Comparative impacts of water stress on the leaf anatomy of a drought-resistant and a drought-sensitive olive cultivar

The effects of drought on several major morphological and anatomical features of leaves were investigated in an attempt to explain the origin of the difference in drought resistance between two olive (Olea europaea L.) cultivars, ('Chemlali' and 'Meski') previously demonstrated to be drought-resistant and drought-sensitive, respectively. Under water deficit conditions, 'Chemlali' maintained higher rates of photosynthetic assimilation and lower rates of transpiration compared to 'Meski'. In the present study, we found cultivar-dependent differences in leaf morpho-anatomical adaptations to drought stress. When subjected to water stress, the leaves of 'Chemlali' increased the thickness of their upper palisade and spongy parenchyma by 17% and 22%, respectively, compared with only 9% and 13% in the case of 'Meski'. A thicker palisade parenchyma could contain larger numbers of CO2-fixation sites, while a thicker spongy parenchyma could result in easier diffusion of CO2 to these sites.
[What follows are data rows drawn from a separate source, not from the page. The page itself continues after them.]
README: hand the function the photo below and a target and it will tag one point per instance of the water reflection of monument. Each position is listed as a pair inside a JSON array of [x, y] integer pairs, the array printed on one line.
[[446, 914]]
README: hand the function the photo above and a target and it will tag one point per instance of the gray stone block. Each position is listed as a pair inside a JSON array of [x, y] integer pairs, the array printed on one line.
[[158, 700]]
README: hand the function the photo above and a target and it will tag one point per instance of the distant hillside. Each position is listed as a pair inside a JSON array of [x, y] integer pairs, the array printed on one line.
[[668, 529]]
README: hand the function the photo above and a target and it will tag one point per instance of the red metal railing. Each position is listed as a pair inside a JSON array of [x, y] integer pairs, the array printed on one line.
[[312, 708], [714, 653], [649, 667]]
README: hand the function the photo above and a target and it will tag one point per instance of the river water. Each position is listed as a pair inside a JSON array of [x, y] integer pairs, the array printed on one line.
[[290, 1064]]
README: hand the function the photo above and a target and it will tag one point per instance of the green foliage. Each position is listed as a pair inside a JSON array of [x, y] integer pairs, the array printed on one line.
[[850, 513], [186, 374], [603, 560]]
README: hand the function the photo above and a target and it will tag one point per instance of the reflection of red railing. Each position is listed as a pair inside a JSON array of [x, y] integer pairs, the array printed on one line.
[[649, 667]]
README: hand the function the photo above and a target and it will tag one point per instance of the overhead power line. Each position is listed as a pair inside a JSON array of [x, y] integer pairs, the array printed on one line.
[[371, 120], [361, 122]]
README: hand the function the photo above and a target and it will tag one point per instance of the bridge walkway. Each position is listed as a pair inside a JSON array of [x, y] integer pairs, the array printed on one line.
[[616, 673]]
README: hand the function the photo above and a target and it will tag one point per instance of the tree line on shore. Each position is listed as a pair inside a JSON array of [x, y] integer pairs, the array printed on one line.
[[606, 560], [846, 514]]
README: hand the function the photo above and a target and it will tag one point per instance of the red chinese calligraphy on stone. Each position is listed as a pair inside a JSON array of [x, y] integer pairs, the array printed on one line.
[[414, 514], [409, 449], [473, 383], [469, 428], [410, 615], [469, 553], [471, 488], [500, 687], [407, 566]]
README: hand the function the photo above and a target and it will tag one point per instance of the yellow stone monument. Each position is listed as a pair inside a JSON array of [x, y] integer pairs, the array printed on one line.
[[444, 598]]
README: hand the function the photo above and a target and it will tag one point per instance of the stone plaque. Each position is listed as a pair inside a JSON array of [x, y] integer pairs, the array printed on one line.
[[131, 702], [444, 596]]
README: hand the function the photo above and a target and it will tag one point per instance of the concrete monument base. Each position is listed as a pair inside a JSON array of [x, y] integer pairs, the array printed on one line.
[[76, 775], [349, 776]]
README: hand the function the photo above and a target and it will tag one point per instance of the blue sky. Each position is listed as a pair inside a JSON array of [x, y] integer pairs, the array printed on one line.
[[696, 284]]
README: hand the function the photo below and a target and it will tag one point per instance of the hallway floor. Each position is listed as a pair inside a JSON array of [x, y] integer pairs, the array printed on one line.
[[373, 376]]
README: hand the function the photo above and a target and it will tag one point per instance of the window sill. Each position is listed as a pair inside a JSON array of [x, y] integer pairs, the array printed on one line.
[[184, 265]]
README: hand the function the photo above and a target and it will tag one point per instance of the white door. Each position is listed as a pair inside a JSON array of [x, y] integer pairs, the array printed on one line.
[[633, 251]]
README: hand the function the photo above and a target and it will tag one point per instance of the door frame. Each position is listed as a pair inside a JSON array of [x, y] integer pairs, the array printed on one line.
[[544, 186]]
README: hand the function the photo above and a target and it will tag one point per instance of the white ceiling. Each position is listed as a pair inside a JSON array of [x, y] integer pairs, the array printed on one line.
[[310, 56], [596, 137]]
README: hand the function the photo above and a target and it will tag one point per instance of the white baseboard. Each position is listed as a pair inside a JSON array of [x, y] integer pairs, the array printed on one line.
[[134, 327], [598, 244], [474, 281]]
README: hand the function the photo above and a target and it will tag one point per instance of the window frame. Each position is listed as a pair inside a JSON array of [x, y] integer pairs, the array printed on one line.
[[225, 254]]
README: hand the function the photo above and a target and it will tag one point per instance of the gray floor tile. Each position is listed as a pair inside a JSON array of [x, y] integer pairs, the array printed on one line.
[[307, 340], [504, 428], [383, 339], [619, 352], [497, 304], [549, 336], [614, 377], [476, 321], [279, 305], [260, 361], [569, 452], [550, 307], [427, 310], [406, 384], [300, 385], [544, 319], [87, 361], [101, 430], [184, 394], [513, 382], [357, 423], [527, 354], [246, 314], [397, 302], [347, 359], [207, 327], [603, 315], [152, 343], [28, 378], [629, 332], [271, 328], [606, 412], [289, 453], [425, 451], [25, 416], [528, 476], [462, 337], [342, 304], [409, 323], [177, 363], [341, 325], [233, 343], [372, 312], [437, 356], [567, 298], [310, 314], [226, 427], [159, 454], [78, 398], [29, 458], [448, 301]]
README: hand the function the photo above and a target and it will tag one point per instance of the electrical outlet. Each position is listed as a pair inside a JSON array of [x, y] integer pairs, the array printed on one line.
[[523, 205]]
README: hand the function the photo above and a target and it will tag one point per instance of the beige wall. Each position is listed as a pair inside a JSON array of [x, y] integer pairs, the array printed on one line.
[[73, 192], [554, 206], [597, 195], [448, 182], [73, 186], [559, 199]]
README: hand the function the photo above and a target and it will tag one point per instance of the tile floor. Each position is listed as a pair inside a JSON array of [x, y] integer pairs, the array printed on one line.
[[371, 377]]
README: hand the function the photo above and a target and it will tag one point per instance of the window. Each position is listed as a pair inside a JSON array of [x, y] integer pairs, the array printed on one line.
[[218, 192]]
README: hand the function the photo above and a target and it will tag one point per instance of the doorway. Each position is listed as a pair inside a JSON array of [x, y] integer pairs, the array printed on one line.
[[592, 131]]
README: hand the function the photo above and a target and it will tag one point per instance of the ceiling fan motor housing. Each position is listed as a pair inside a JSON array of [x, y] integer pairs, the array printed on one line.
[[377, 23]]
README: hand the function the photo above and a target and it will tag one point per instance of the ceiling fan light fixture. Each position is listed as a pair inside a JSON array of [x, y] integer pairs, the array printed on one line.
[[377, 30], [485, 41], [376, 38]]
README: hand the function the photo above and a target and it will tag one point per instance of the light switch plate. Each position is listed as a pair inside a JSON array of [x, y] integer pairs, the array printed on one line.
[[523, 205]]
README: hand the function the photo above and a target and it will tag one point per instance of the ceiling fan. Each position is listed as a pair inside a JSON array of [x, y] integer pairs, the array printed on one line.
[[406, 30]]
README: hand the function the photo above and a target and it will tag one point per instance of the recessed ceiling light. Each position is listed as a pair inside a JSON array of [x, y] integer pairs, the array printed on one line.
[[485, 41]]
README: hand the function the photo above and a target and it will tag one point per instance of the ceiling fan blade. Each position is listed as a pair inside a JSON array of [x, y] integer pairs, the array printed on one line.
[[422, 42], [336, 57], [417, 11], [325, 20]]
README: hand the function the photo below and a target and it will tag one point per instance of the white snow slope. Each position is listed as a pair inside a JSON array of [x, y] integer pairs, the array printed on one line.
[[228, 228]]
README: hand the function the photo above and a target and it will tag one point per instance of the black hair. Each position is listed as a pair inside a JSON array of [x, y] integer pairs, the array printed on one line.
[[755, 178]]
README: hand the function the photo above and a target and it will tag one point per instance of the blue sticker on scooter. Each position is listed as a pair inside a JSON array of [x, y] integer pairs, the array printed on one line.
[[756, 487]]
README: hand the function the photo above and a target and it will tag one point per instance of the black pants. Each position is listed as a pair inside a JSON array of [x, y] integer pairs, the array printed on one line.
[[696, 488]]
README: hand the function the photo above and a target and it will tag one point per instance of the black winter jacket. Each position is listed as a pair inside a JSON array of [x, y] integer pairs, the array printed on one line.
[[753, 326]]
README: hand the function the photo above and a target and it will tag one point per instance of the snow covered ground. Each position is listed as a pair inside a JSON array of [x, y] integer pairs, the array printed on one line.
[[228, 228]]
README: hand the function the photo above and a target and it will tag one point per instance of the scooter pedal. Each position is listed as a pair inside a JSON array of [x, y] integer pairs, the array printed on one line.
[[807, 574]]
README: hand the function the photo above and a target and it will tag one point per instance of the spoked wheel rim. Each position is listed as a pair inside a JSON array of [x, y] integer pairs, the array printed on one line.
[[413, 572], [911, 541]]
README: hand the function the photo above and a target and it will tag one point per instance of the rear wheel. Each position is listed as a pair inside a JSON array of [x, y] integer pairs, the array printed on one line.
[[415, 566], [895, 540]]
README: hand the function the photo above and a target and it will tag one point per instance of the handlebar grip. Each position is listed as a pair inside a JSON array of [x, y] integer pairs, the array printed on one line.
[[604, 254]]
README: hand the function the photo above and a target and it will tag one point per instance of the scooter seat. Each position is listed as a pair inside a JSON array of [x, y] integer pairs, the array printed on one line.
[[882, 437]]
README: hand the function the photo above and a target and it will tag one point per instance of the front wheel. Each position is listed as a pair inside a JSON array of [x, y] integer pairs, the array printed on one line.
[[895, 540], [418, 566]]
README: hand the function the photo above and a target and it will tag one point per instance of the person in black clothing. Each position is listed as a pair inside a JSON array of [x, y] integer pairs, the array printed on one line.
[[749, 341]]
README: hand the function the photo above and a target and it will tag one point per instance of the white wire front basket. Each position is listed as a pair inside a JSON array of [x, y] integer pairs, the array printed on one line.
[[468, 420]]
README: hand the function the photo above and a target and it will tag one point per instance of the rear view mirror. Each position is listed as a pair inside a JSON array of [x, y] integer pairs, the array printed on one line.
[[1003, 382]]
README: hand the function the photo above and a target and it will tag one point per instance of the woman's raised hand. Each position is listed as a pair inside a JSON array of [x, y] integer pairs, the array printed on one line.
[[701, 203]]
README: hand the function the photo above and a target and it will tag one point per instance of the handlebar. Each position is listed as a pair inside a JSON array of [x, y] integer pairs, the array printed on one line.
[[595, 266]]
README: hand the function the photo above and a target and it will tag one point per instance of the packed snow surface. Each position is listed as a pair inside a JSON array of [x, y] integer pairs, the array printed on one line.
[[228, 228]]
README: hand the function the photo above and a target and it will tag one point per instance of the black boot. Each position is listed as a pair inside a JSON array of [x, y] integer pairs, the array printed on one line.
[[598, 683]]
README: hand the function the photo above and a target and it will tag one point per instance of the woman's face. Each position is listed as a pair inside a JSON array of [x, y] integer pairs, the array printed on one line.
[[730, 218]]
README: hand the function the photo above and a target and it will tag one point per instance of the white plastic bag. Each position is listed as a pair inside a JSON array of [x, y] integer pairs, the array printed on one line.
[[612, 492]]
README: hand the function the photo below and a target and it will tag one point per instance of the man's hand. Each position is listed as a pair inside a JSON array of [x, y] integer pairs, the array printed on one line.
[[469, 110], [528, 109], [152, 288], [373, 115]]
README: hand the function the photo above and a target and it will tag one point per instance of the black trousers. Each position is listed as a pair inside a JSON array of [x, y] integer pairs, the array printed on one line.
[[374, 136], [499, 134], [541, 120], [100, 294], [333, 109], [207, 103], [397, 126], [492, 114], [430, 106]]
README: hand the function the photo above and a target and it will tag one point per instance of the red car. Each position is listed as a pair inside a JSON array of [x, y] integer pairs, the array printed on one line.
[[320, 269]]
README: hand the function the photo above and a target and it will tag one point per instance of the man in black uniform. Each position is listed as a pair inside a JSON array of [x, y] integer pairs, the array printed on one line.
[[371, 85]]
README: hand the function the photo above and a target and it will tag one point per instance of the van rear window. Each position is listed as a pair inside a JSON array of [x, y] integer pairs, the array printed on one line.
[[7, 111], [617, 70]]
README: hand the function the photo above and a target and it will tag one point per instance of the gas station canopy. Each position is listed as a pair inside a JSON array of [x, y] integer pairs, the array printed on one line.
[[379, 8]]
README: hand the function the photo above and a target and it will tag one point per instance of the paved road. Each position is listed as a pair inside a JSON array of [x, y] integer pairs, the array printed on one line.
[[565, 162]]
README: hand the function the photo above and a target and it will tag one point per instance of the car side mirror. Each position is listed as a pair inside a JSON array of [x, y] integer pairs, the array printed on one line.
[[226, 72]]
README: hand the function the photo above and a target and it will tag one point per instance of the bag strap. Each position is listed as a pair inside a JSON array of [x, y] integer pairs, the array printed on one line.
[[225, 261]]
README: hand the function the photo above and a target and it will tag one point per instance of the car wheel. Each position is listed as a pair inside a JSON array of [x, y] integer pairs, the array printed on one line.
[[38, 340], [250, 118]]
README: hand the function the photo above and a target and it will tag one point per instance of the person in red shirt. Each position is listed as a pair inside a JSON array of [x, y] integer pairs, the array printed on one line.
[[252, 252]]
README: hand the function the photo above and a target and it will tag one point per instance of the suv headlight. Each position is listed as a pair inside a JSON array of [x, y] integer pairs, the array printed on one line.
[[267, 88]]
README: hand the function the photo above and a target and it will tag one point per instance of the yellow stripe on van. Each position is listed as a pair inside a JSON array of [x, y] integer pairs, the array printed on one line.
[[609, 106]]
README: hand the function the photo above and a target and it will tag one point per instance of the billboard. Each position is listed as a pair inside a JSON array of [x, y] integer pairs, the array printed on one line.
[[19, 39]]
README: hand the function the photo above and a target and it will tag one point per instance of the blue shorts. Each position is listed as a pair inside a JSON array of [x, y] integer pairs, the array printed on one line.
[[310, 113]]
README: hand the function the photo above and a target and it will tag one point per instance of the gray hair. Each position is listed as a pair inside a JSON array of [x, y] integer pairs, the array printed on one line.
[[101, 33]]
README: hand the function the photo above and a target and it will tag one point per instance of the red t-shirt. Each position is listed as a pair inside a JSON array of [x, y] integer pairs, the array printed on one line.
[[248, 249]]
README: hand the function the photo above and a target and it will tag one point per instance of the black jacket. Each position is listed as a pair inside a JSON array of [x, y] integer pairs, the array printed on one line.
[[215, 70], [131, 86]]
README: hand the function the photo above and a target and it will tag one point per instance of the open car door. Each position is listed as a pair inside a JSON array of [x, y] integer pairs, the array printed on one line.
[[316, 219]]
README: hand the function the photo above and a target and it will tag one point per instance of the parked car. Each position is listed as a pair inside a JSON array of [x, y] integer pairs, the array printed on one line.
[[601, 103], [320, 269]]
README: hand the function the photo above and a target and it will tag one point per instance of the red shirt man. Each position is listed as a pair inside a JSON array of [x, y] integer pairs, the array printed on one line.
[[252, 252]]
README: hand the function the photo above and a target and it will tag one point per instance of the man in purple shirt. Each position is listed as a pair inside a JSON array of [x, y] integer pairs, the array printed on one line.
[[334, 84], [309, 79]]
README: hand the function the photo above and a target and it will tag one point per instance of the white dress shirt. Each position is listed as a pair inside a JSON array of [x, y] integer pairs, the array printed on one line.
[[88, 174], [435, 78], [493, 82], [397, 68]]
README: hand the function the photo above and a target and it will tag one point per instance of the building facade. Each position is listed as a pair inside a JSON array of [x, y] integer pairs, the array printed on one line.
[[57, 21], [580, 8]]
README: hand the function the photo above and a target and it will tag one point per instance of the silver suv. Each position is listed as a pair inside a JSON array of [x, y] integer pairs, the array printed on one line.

Furthermore, stomatal density (SD) in 'Chemlali' leaves increased by 25% (vs. 7% for 'Meski' leaves) during drought treatment, which could also enhance the external supply of CO2. Other morpho-structural traits implicated in the control of water loss were enhanced more in 'Chemlali' than in 'Meski' leaves. Under conditions of lower water availability, leaf size decreased by 24% in 'Chemlali' (vs. 15% in 'Meski'), trichome density (TD) increased by 25% (while remaining unchanged in 'Meski'), and the thickness of the upper and lower epidermis increased by 32% and 25%, respectively (while remaining unchanged in 'Meski'). The above morpho-anatomical adaptations should improve the water-use efficiency of the tree. These differential changes in leaf morphology and anatomy can explain, at least in part, the difference in drought resistance between the two cultivars. In particular, the upper palisade parenchyma, the spongy parenchyma, SD, and TD could be considered key structural features of leaves that govern the ability of a tree to withstand water stress. They could therefore be used as criteria to select olive cultivars that are more resistant to drought.